6

36.8K 2.2K 730
                                    

''Hadi yemeğe başlayalım.'' annemin hızla ortaya atılmasıyla bakışmamız bölündü. İştahım yoktu. Zaten ben genel olarak yemek yemezdim pek. Öğünlerim ilaçlarım oluyordu. Normal bir anksiyete hastasına göre daha çok kriz geçiriyordum.

Tabağıma sadece birkaç sarma ve patlıcan kebabı koydum. 

''Ellerinize sağlık.'' Birkan ve Karam bey aynı anda konuştu. Baran denen şahıs da mırıldandı. 

''Afiyet olsun. Çoğunda Gök'ün parmağı var.'' dedi annem beni överek. Yemezdim ama yapardım sürekli. Yeni tarifler dener, bir lokma alır kalanını dağıtırdım.

''Elin çok lezzetliymiş Gök.'' dedi Birkan bey. Sesi kalındı. Boğuktu birde. Karizmatik bir hava katıyordu. Bir an annemle nasıl tanıştıklarını merak ettim.

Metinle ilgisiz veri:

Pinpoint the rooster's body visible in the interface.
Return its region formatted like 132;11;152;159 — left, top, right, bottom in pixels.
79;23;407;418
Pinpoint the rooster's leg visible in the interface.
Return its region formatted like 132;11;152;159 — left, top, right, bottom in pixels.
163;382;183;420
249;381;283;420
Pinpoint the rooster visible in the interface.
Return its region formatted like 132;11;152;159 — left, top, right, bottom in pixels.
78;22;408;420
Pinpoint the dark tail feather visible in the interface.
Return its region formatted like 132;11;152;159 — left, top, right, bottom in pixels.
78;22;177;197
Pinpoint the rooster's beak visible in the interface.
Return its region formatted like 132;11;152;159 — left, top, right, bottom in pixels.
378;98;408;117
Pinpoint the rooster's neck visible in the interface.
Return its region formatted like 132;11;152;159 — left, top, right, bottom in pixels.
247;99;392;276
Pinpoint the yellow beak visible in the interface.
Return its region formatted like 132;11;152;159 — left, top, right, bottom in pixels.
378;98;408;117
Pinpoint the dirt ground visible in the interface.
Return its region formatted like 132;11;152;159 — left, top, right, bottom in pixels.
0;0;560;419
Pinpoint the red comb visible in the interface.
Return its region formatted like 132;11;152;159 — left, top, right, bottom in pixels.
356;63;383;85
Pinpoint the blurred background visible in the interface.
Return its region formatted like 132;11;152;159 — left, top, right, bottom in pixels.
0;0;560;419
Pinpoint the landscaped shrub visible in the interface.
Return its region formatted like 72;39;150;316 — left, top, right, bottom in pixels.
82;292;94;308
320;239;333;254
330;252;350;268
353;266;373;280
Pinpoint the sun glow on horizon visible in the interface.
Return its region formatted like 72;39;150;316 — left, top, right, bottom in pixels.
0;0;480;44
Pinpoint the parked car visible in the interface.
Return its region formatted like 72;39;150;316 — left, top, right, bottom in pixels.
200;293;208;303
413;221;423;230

''Teşekkürler.'' dedim sarmamı ısırırken. Elim lezzetliydi gerçekten. Kendime güvendiğim nadir konulardandı. ''Mezeleri yaptım ben genellikle.''

Bir sürü meze yapmıştım çünkü seviyordum. Bir de sarma sarmıştım. Terapi gibiydi. Kulağımda kulaklık, yemek yapmak. 

''Onuncu sınıfı bitiriyorsun bu sene, değil mi?'' Birkan bey ilgiyle sormaya devam ediyordu. Gıcık kapmak istiyordum bu adamdan. Her şey çok daha kolay olurdu böylece. Ancak gıcık kapacağım kadar iyiydi. Sinirimi bozuyordu.

''Evet.'' dedim gözlerine bakarken. Bir kere, sadece bir kere kötü bir tarafını görsem kendime gaz verecektim. 

''İstediğin bir üniversite var mı peki?'' dedi Karam bey. Başımı iki yana salladım. Dokuzuncu sınıf başında çok düşünüyordum ve anksiyetemin başlıca sebebi oluyordu . Seanslarda ise bunu bırakmıştım.

''Siz hangisinde okuyorsunuz?'' dedim ona bakıp.

''Boğaziçi.'' dedi gülümseyerek. Kaşlarım havaya kalktı. Çok iyi bir üniversitede okuyordu.

''Tebrik ederim.'' dedim mırıldanarak. Annem ve Birkan bey, Karam beyle olan konuşmamdan dolayı çok mutlu gözüküyorlardı. Annemin moodu yerine gelmişti resmen.

Bir süre bir sessizlik oldu. Nefesimi verip arkama yaslandım.

''Ne zaman evleneceksiniz?'' Kimse böyle bir soru beklemediği için, masada herkes hareket etmeyi kesti bir an. 

Kaşlarımı çattım. ''Zor bir soru mu sordum?'' dedim tersçe. ''Cevap versenize.''

''Biz, daha önce konuşmuştuk ama...'' dedi annem mırıldanarak. Ben sadece evlenmek istediklerini biliyordum. Onun dışında bir bilgim yoktu. Gerçi, ben hiçbir şey bilmiyordum neredeyse. Alayla gülmemek için kendimi sıktım bir an.

''Bunu da iki yıl sonra açıklamazsın diye düşünüyorum?'' dedim ters ters anneme bakarken. Yutkundu bir an.

''Daha önce konuştuk ama hepimize uygun bir tarih olsun istiyoruz.'' dedi Birkan bey sözü devralarak.'' Öncelikle aradaki yanlış anlaşılmaları gidermemiz gerektiğini düşünüyoruz.''

''Yanlış anlaşılma falan yok, Birkan bey.'' dedim dümdüz. ''Olanı açıklayayım ben size. Herkes korkaklık yaparak ilişkinizi benden iki yıl sakladı. Bir ton yalan söylediniz, yetmedi hadsiz oğlunuzun yersiz kıskançlığı yüzünden sinirlerim iyice gerildi. Olanlar bu. Başka eklemek isteyen var mı?'' dedim çatalımı bırakarak.

Baran olduğu yerde dikleşti. ''Eğer mesajıma düzgün cevap verseydin senden özür dileyecektim zaten.'' dedi tersçe.

''Bana ne be senin özründen?'' dedim sinirle. 

O da kaşlarını çatıp sinirle derin bir nefes aldı. Aldığı nefesi bir taraflarına sokmak istiyordum.

''Yalanlar için özür dilerim, Gök. Annen sağlığından endişe ettiği için, doğru olmasa da bu yolu seçti ancak amacı kötü değildi. Baran da o geceki davranışlarından çok pişman.'' oğluna döndü uyarır gözlerle.